Через несколько дней после появления истории на Yahoo Джошу Роджину из Washington Post позвонил Пейдж. Роджин написал с его слов газетную колонку. Пейдж сказал, что все предположения в статье — «полная чепуха» и что он никогда не встречался с Сечиным или Дивейкиным. Тем не менее, сказал Роджину Пейдж, он берет отпуск в избирательной кампании Трампа.
Пейдж передал Роджину копию письма, посланного им Коми после публикации статьи на Yahoo. В письме Пейдж говорил, что он будет «с нетерпением ждать» звонка от агентов ФБР, чтобы ответить на эти «вопиющие» обвинения. Он не упомянул в своем письме о том, что во время своего пребывания в Москве встречался с одним из помощников Сечина, а после поездки отправил в кампанию Трампа имейл, в котором говорил о «невероятной информации», полученной от российских законодателей и «высших чинов» путинского режима.

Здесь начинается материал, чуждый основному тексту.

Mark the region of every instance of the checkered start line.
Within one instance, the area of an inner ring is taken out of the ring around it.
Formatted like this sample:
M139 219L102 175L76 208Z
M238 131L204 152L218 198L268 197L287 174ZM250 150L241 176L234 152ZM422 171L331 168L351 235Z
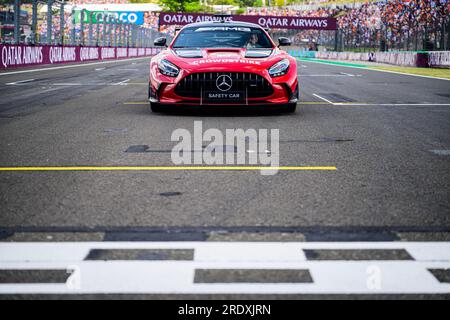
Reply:
M0 294L90 293L450 293L450 242L0 244Z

В Бруклине официальные лица кампании Клинтон обрадовались появлению истории Айзикоффа и разрекламировали ее журналистам. «Кровь стынет, как узнаешь о том, что сотрудники разведки США расследуют подозрительные встречи в Москве между советником Трампа по внешней политике… и членами приближенного к Путину круга людей, — писал в заявлении, выпущенном кампанией, Гленн Каплин, помощник Клинтон, занимавшийся российскими вопросами. — Это очень серьезный прецедент, и избиратели заслуживают того, чтобы знать факты до наступления дня выборов».

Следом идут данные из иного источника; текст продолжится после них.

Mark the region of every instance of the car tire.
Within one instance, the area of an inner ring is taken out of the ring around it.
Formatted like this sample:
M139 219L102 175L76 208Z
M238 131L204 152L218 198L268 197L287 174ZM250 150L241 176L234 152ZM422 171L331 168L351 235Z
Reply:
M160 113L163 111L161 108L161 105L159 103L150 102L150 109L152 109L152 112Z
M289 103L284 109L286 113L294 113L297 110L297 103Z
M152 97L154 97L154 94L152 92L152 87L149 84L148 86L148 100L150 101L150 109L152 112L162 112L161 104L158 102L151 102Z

К этому времени репортеры начали звонить в штаб Клинтон и говорить сотрудникам, что у них тоже есть наводки и сведения по возможным связям Трампа с Россией, и спрашивать, что именно обнаружили сотрудники Клинтон. Одна из историй, ходившая среди вашингтонских репортеров, гласила, что существовала необычная связь между неким почтовым сервером, ассоциированным с кампанией Трампа, и «Альфа-Банком», крупнейшим частным коммерческим банком в России. Официальные лица кампании Клинтон всячески подталкивали журналистов покопаться в этой истории, надеясь, что она принесет новые сведения, которые позволят сказать, что Трамп — марионетка в руках Путина. По совпадению или нет, но Стил как раз прислал новый доклад, указывавший на «существующую близость в отношениях „Альфа-Груп“ — ПУТИН» и «значительных услугах, оказываемых в обоих направлениях».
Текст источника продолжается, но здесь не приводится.